Prinzipien verteidigt, Position verschlechtert

Blöd irgendwie: Man hat alles richtig gemacht und die Mitglieder geschützt. Die Satzung ist bestätigt worden und das Vorgehen wird als rechtmäßig eingeordnet. Die Regeln wurden ordnungsgemäß verwaltet und angewendet – „die von unseren Mitgliedern erstellt worden sind und denen jeder von ihnen zugestimmt hat“ (Pelley). Und trotzdem lautet das Fazit: Prinzipien zwar verteidigt, aber Position verschlechtert. Pelley wäre allerdings kein meisterlicher Makler des Machbaren, wenn ihm nicht ein Ausweg einfiele: „Wir werden jetzt alle Facetten der Entscheidung analysieren, uns für diesen Prozess Zeit nehmen und überlegen, wie es weitergeht.“


„Die Entscheidung des Schiedsgerichts bestätigt, dass Sportorganisationen gewisse Rechte haben, um ihr Geschäftsmodell zu schützen. Dies ist ein großer Tag für den Sport, denn viele andere Sportarten können dies nun als Grundlage und als Präzedenzfall für ihre eigene Absicherung nutzen.“

Ex-Ryder-Cup-Teamchef und -Tour-Vorstandsmitglied Paul McGinley


Die Hintertüre zeichnet sich bereits ab. Der wendige Kanadier und sein Team in Virginia Water waren immerhin cleverer als die PGA Tour unter dem hartleibigen Jay Monahan – trotz der wirtschaftlich bedingten Nibelungentreue zur dominanten Schwester in der Neuen Welt aka Strategische Allianz. Sie haben die Überläufer nicht direkt auf Lebenszeit verbannt oder als Mitglieder geschasst, sprich ihnen komplett alle Rückwege verschlossen, sondern ihre Abweichler wegen des Starts beim LIV-Auftakt im Juni 2022 bloß für drei Turniere gesperrt und jeweils 100.000 britischen Pfund Strafe verhängt. Das eröffnet Handlungsspielräume.
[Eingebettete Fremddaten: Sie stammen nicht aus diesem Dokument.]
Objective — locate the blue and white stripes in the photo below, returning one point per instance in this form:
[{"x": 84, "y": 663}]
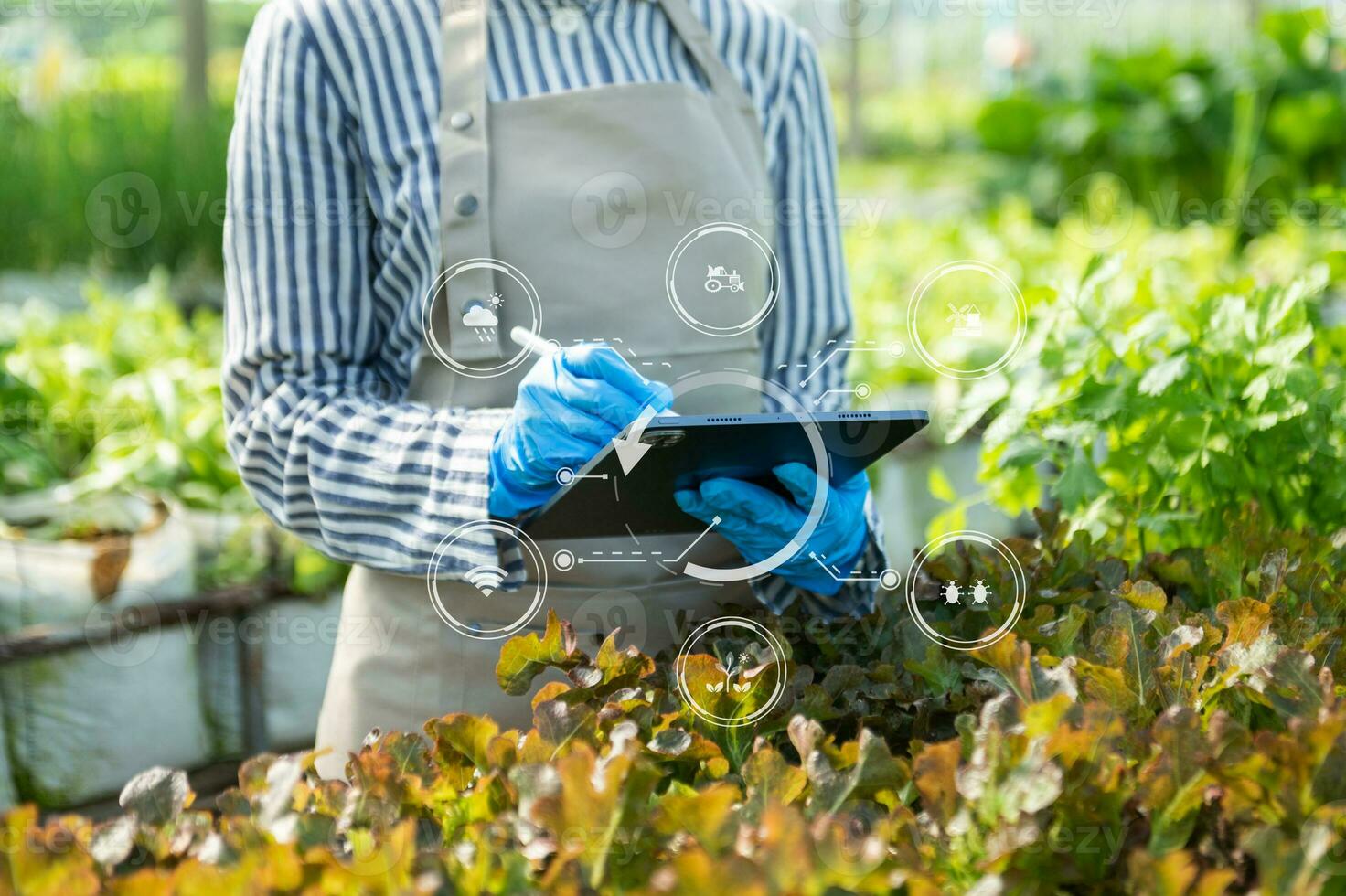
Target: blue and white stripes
[{"x": 331, "y": 241}]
Pelley hat eine Hintertür für Handlungsspielraum

Es kommt jetzt darauf an, in welchem Umfang die weiteren LIV-Starts geahndet werden. Im Klartext: Wenn die Rebellen ihre Strafen zahlen, die Sperren absitzen und mit der vorgeschriebenen Anzahl von Turnierteilnahmen auf der DP World Tour alle Voraussetzungen erfüllen, womöglich gar der LIV-Liga den Rücken kehren, bleiben sie weiterhin Teil des Circuits. Selbst ein Comeback im Ryder-Cup-Team ist damit denkbar. „Es wird nicht einfach“, räumt Pelley ein: „Aber es liegt ganz an ihnen.“

Am Bußgeld wird’s jedenfalls nicht scheitern: Greg Norman, der Kapellmeister des Konkurrenz-Konstrukts, hat bekanntlich längst erklärt, dass er den Deckel übernimmt. Bei allem anderen gibt es Platz für Pragmatismus. Getreu der Devise: Recht bekommen, Gesicht gewahrt, ein bisschen Kleingeld für die Kasse gesichert, Optionen freigehalten. Damit es Keith Pelley schlussendlich dann doch nicht so ergeht wie König Pyrros.